You can also create a ReplayModel from parsed JSON data:

const replay = ReplayModel.fromJSON(parsedCassetteData)
interface Cassette {
version: number // Format version (currently 1)
model: string // Model identifier
recordedAt: string // ISO timestamp
interactions: CassetteInteraction[] // Ordered request/response pairs
}

Compare agent output against stored snapshots using Vitest’s built-in snapshot infrastructure.

Creates a deterministic serializable form of a RunResult. Sorts state keys alphabetically and excludes specified keys.

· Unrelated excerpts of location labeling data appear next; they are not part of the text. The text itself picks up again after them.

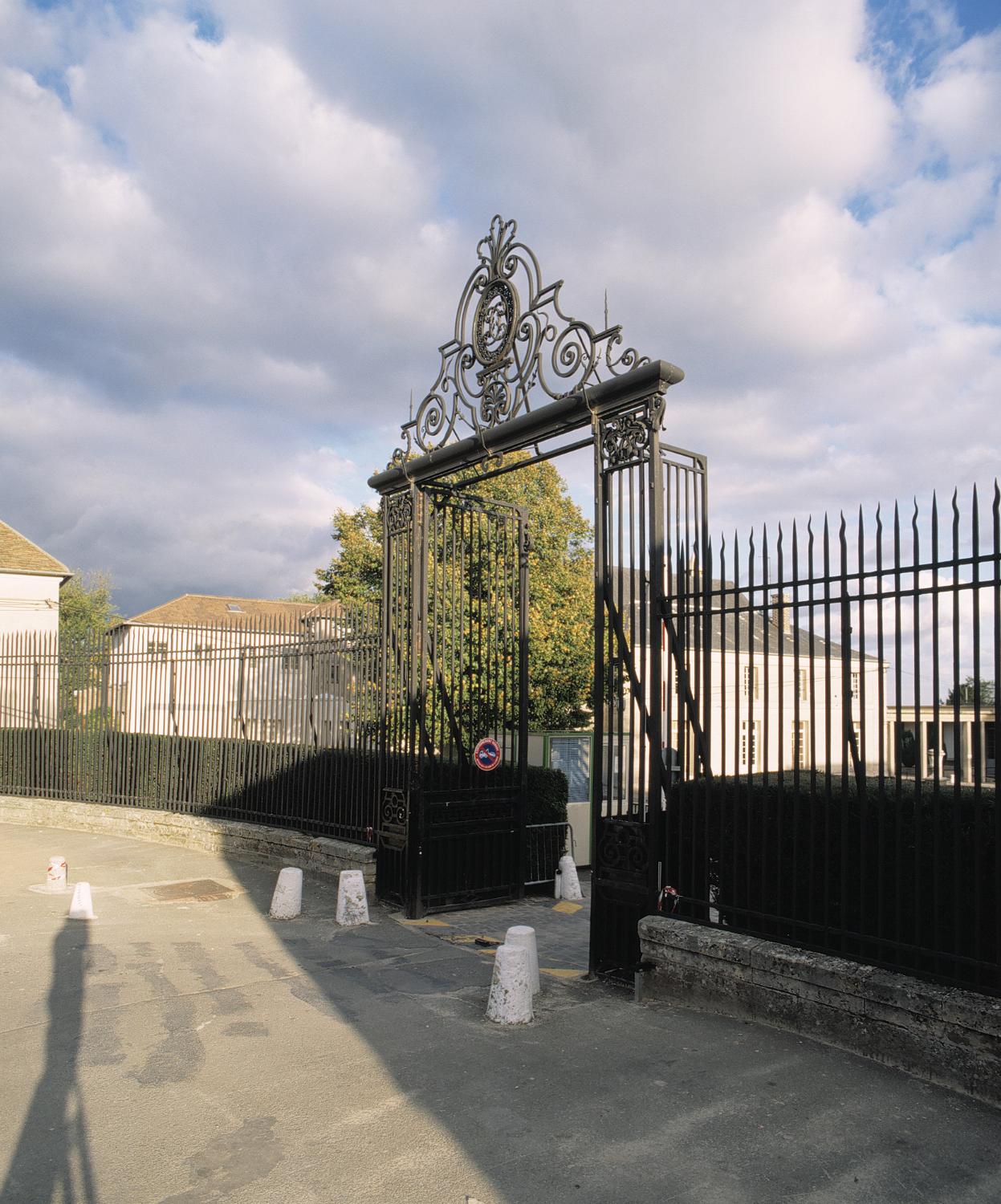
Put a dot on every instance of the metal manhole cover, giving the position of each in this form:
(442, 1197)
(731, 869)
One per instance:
(201, 890)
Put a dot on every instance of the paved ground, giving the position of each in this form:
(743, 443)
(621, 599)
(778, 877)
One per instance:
(193, 1051)
(562, 929)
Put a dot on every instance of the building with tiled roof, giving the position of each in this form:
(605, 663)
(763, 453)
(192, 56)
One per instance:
(218, 666)
(29, 587)
(29, 630)
(214, 611)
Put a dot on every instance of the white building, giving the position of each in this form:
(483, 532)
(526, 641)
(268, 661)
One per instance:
(29, 630)
(229, 667)
(767, 696)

function serializeForSnapshot(
result: Pick<RunResult, "text" | "state"> & { data?: unknown },
options?: SnapshotOptions,
): Record<string, unknown>
OptionTypeDescription
excludestring[]?State keys to exclude from the snapshot (e.g., ["observe:duration"])
import { serializeForSnapshot } from "agent-express/test"
const result = await agent.run("Hello").result
const serialized = serializeForSnapshot(result, {
exclude: ["observe:duration"], // Exclude non-deterministic keys
})
expect(serialized).toMatchSnapshot()

The result is a plain object suitable for snapshot comparison.

A custom Vitest matcher that compares a RunResult against a stored snapshot. Uses deterministic serialization and delegates to Vitest’s built-in snapshot infrastructure.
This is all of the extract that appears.